Monday, June 13, 2005

Well, that wasn't much fun...


I'm not sure what the touristy areas of Mexico is like, but Poza Rica is definately third-world. We're talking hovels, donkeys, armed military checkpoints, crooked police, unreliable power, and bad water.
PozaRica1 PozaRica2
On the plus side the people were absolutely fantastic (other than the cop who tried to shake us down). They found my attempts to comunicate with them very entertaining and laughed a great deal, but that was okay because I did get my beer cold (Negra Modelo, por favour.) and steak well done (Grande inferno, no rosa.). The broiled catus for breakfast was a must, though the fried pork rinds on English muffins were also interesting.

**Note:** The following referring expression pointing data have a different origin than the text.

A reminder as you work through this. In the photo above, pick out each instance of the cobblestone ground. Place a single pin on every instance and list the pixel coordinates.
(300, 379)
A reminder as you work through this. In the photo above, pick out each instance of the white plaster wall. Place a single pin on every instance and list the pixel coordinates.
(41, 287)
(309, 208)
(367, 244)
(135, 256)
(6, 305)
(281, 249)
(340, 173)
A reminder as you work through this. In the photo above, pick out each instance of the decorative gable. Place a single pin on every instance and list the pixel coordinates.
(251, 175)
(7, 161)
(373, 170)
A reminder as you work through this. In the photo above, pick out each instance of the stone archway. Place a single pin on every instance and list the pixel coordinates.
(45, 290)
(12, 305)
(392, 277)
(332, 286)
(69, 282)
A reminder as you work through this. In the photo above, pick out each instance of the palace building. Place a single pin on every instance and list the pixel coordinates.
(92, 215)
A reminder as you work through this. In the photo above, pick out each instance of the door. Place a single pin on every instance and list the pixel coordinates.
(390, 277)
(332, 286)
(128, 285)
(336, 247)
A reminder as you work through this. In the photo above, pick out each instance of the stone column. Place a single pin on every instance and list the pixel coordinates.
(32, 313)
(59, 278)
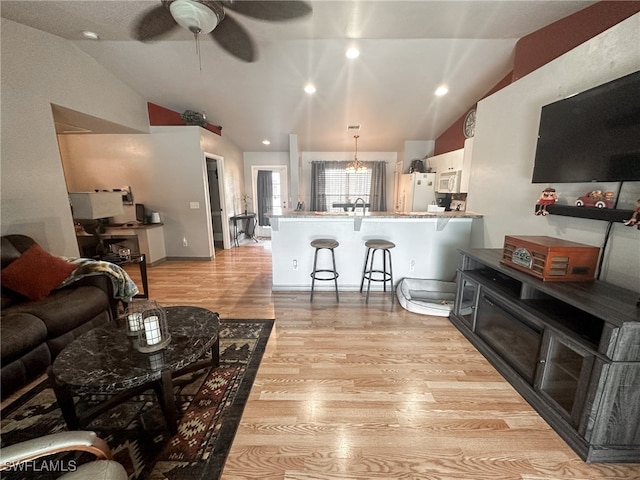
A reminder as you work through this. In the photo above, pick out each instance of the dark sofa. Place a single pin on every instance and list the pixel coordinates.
(33, 332)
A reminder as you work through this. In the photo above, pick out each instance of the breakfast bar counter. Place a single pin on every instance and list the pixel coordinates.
(426, 244)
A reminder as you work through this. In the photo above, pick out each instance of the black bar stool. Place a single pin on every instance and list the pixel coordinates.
(320, 244)
(376, 275)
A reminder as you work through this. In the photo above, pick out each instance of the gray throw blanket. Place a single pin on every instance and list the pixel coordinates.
(123, 287)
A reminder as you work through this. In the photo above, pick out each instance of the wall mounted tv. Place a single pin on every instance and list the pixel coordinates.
(593, 136)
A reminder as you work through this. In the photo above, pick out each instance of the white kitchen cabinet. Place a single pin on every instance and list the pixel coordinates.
(447, 161)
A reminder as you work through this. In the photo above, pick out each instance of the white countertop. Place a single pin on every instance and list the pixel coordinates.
(400, 215)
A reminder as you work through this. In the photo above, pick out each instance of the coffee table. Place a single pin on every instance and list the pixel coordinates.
(104, 361)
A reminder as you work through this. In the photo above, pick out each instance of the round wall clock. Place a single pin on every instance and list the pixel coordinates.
(469, 125)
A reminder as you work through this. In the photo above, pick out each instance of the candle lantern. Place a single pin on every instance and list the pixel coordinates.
(133, 316)
(153, 334)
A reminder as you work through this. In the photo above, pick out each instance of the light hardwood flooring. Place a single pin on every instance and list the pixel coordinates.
(355, 391)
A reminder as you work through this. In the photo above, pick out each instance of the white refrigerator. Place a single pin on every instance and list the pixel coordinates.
(417, 191)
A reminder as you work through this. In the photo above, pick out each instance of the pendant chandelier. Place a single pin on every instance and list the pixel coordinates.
(356, 165)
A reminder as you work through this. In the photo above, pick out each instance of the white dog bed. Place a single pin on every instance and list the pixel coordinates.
(427, 297)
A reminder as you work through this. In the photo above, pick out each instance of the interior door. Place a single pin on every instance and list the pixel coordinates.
(280, 199)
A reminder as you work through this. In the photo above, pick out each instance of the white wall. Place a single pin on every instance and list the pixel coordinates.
(504, 148)
(38, 70)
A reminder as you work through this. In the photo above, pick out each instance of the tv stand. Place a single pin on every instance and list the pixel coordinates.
(571, 349)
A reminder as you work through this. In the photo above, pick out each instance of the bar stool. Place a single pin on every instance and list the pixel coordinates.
(368, 272)
(320, 244)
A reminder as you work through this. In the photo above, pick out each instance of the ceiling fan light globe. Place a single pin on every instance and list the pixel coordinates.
(194, 16)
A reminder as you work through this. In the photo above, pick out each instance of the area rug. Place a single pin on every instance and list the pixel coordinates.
(211, 403)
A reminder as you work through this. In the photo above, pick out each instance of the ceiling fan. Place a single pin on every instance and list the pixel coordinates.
(209, 17)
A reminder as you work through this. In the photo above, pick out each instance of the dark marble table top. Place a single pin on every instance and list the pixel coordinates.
(104, 360)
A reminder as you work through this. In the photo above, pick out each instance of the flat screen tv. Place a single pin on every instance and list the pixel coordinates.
(141, 216)
(593, 136)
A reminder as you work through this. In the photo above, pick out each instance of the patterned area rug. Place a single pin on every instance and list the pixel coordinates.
(211, 402)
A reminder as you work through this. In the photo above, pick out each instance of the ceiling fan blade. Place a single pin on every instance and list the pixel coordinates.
(274, 11)
(153, 24)
(231, 36)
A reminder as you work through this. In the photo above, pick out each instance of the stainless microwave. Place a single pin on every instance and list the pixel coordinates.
(448, 181)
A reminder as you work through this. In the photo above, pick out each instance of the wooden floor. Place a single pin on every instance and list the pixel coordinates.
(356, 391)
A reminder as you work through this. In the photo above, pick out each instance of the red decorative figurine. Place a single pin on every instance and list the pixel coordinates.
(634, 220)
(547, 197)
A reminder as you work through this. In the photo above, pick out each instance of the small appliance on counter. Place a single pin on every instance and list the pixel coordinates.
(444, 200)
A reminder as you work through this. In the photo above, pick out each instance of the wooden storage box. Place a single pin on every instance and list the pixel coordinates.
(551, 259)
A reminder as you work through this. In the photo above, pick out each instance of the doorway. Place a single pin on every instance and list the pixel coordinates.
(216, 202)
(280, 193)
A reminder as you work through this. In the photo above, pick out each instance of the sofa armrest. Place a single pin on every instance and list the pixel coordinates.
(104, 283)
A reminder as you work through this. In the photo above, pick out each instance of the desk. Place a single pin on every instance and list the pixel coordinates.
(249, 220)
(140, 239)
(349, 206)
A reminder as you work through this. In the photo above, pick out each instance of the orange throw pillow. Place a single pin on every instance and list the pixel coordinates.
(35, 273)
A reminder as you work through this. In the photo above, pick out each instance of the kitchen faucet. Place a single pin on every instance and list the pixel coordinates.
(355, 204)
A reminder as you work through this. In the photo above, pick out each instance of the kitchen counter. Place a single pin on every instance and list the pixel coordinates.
(305, 214)
(426, 244)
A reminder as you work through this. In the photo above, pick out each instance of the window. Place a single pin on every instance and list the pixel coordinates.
(276, 202)
(342, 187)
(332, 187)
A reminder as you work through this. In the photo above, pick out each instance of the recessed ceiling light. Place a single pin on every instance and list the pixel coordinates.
(90, 35)
(353, 53)
(441, 90)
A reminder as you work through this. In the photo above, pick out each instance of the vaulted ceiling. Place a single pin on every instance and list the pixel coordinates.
(407, 49)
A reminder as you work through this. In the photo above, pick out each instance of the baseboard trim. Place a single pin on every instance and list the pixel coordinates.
(190, 259)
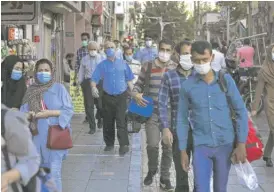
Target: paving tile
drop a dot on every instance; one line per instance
(107, 185)
(77, 175)
(74, 185)
(80, 159)
(89, 149)
(71, 167)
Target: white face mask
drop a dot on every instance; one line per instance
(202, 68)
(185, 62)
(93, 53)
(148, 43)
(164, 57)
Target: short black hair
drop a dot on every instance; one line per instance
(69, 55)
(186, 41)
(200, 47)
(166, 41)
(85, 34)
(127, 48)
(214, 45)
(246, 41)
(42, 61)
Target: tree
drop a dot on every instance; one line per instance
(238, 9)
(170, 11)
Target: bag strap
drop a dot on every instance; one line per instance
(5, 149)
(223, 85)
(147, 78)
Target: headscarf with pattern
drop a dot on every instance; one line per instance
(34, 93)
(267, 70)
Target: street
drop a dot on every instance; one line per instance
(89, 169)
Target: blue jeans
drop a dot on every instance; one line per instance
(56, 170)
(206, 159)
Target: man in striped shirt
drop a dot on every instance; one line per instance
(153, 132)
(169, 97)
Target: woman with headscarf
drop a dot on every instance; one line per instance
(14, 83)
(52, 105)
(266, 85)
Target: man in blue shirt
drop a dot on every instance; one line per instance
(117, 78)
(148, 53)
(213, 131)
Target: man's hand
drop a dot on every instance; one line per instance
(167, 137)
(95, 92)
(239, 154)
(4, 183)
(30, 115)
(43, 114)
(185, 161)
(253, 113)
(140, 100)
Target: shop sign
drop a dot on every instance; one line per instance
(69, 34)
(19, 12)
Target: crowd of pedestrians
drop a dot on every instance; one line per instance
(191, 117)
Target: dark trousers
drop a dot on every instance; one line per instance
(89, 103)
(114, 109)
(181, 176)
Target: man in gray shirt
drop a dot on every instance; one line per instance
(87, 67)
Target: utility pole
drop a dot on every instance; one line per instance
(162, 24)
(227, 25)
(250, 27)
(199, 21)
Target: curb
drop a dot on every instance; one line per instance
(135, 172)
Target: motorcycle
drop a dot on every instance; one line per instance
(247, 85)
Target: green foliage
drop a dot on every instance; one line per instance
(238, 9)
(170, 11)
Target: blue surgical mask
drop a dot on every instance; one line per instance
(16, 75)
(110, 52)
(43, 77)
(129, 58)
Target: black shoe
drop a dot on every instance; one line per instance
(166, 185)
(100, 125)
(149, 178)
(268, 161)
(109, 148)
(92, 131)
(123, 150)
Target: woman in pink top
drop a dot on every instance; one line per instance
(245, 54)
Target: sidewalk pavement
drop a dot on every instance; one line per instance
(265, 175)
(89, 169)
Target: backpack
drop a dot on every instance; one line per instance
(42, 177)
(254, 145)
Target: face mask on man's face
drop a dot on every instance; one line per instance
(164, 56)
(148, 43)
(185, 62)
(202, 68)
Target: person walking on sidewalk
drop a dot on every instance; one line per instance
(153, 131)
(266, 83)
(14, 82)
(52, 105)
(169, 92)
(81, 52)
(87, 67)
(148, 53)
(117, 78)
(213, 131)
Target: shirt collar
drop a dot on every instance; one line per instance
(198, 77)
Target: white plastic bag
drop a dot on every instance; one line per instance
(246, 175)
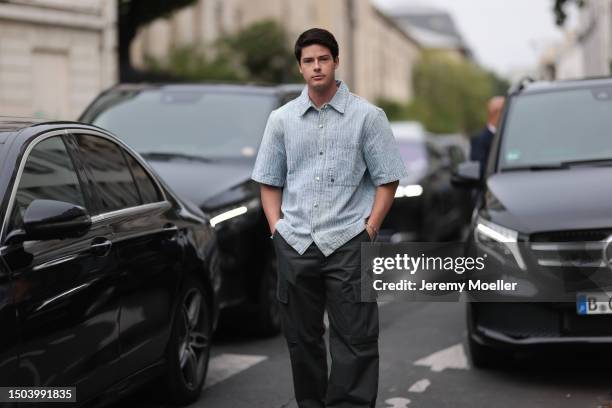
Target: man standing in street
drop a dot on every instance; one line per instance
(480, 145)
(328, 168)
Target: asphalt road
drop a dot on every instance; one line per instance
(423, 364)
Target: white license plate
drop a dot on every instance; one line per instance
(594, 303)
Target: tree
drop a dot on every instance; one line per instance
(134, 14)
(262, 49)
(560, 11)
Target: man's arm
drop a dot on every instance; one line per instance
(271, 198)
(383, 200)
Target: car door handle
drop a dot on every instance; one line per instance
(101, 246)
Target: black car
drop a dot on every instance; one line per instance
(106, 277)
(426, 207)
(545, 218)
(203, 140)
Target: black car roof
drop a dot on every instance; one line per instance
(551, 86)
(27, 127)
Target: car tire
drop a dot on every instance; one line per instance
(268, 309)
(188, 351)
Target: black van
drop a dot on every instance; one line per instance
(544, 213)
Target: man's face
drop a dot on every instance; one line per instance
(318, 67)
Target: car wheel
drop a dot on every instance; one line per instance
(188, 350)
(268, 308)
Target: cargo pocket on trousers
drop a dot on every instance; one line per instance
(363, 318)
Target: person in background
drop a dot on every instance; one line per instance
(328, 168)
(480, 145)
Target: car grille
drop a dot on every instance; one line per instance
(569, 249)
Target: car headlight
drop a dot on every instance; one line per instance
(233, 212)
(499, 241)
(412, 190)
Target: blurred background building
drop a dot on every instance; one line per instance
(55, 55)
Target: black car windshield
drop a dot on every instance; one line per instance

I wasn't able to make it out to the ruins. The company that I was visiting decided to change all the test requirements, so I was in the lab from 8:00am until 8:30pm every day trying to get through all the new tests. It was ugly. The lab had almost no equipment and they used Coke bottles for glasseware (beakers, flasks, graduated cylinders). The air was filled with benzene, acetone, and mosquitoes. When it'd get too bad someone would stick a fan in the window to draw some of the fumes out. Like I said before though, the people were wonderful and that saved the trip. After a few days you don't actually need to know the language to tell a joke.